= Sweet Disaster =

1986 series of short films

Sweet Disaster is a 1986 series of short films, made for Channel 4. It consists of "animated visions of the apocalypse", and includes films such as Babylon and Sweet Disaster. The series was conceived by producer David Hopkins. TheLostContinent explains "Hopkins scripted each of these films aside from the dialogue-free Dreamless Sleep". The films are fairly obscure; Nick Park noted that Babylon "hasn't really seen the light of day for a long time."

==Films==

===Babylon (1986)===
Babylon was one of several Aardman Animations films commissioned by Channel 4 Commissioning Editor Paul Madden. The film was directed by Peter Lord and David Sproxton. The editor is David McCormick. It is included on the Aardman Classics DVD, and so is the least obscure of the series. The short is 15 minutes long. Its release date in the UK was 4 May 1986, and it was later released in Canada on 7 June 2003 at the Worldwide Short Film Festival. Tony Robinson plays the role of Voice of Speaker. The film received two awards: Peter Lord and David Sproxton won the Audience Award, and Peter Lord won the Award of Merit for a Film Between 5 and 15 Minutes. This was the first film project Nick Park worked on after joining Aardman Animations in the mid 80s. Aardman agreed to supply Park with extra resources for A Grand Day Out if he agreed to help them finish the film.

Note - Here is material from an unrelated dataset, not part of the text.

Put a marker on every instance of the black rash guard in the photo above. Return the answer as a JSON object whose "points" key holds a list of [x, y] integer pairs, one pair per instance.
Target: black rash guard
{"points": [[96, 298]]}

===Dreamless Sleep (1986)===
Dreamless Sleep was made by David Anderson. ScreenOnline notes that the film "spent ten wordless minutes subtly conveying a couple's fear in the face of an incoming nuclear blast." The film won the Hiroshima Peace Prize. The film had an estimated budget of £125,000. The short was made in Bristol. The title of the short came from David Anderson "going to a carol concert in Bristol with the composer Martin Kiszko and listening to "Oh Little Town of Bethlehem".

===Paradise Regained (1986)===
Paradise Regained was directed by Andrew Franks. The film had an estimated budget of £80,000.

===Conversations by a Californian Swimming Pool (1986)===
Conversations by a Californian Swimming Pool was directed by Andrew Franks. The film had an estimated budget of £80,000.

===Death of a Speechwriter (1986)===
Death of a Speechwriter was directed by David Hopkins. Tony Robinson played The Speechwriter. The film had an estimated budget of £75,000.

==Critical reception==
Animation World Network described Babylon as "hauntingly powerful", and described Dreamless Sleep as "equally haunting". ScreenOnline cited Dreamless Sleep as an example of how "later work strengthened Anderson's command of his complex technical resources".